The “Bale Out” remix provides a timely example of “tantrum tampering.”

Having played Batman, the title character in American Psycho and humanity’s savior John Connor in the upcoming Terminator: Salvation, Christian Bale has an intense screen presence. But it’s being upstaged by his off-screen behavior, including an arrest last summer as well as a recent tantrum on the set of Terminator: Salvation. People with anger-management issues should beware: not only can these tirades get recorded and leaked to the internet, some even get made into NSFW dance remixes:



“Tantrum-tampering” is turning into a unique new medium. Just now I saw Bale’s tirade edited to provide the male dialogue in this mash-up trailer for He’s Just Not That Into You. The Bill O’Reilly remix probably sets the bar for the form.

In this particular case, I have a little sympathy for Bale, since he lost his cool during the middle of shooting a big scene. It seems like a lot to ask an actor to get all emotional and raw one minute, then switch it off once the camera’s off.
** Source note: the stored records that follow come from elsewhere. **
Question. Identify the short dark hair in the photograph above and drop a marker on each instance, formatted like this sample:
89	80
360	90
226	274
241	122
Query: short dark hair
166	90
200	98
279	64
On Ain’t It Cool News, Harry Knowles posted a defense of Bale, and remarks that he knows truth behind outburst because,

“I know this because I happen to be somewhere where someone that was there that day and for the shoot is.”
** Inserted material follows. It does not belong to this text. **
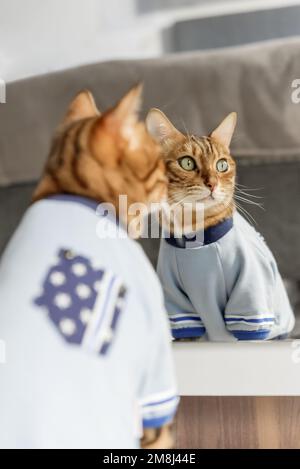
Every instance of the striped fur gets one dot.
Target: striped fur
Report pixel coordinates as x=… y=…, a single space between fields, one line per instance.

(Parse that sentence.) Nevertheless, tantrum-tampering strikes me as an appropriate response, whether the bad-behaving person involved is an A-list movie sar or just a temperamental co-worker. Let’s say, for instance, that Wyatt Williams recorded me having a 10-minute hissyfit after bringing me Orange Lacroix Water instead of my preferred Pamplemousse Lacroix Water, like I’ve told him a million times. Having my words laid down over a track of, say, “I Like To Move It, Move It” and spread all over cyberspace seems like a punishment that fits the crime.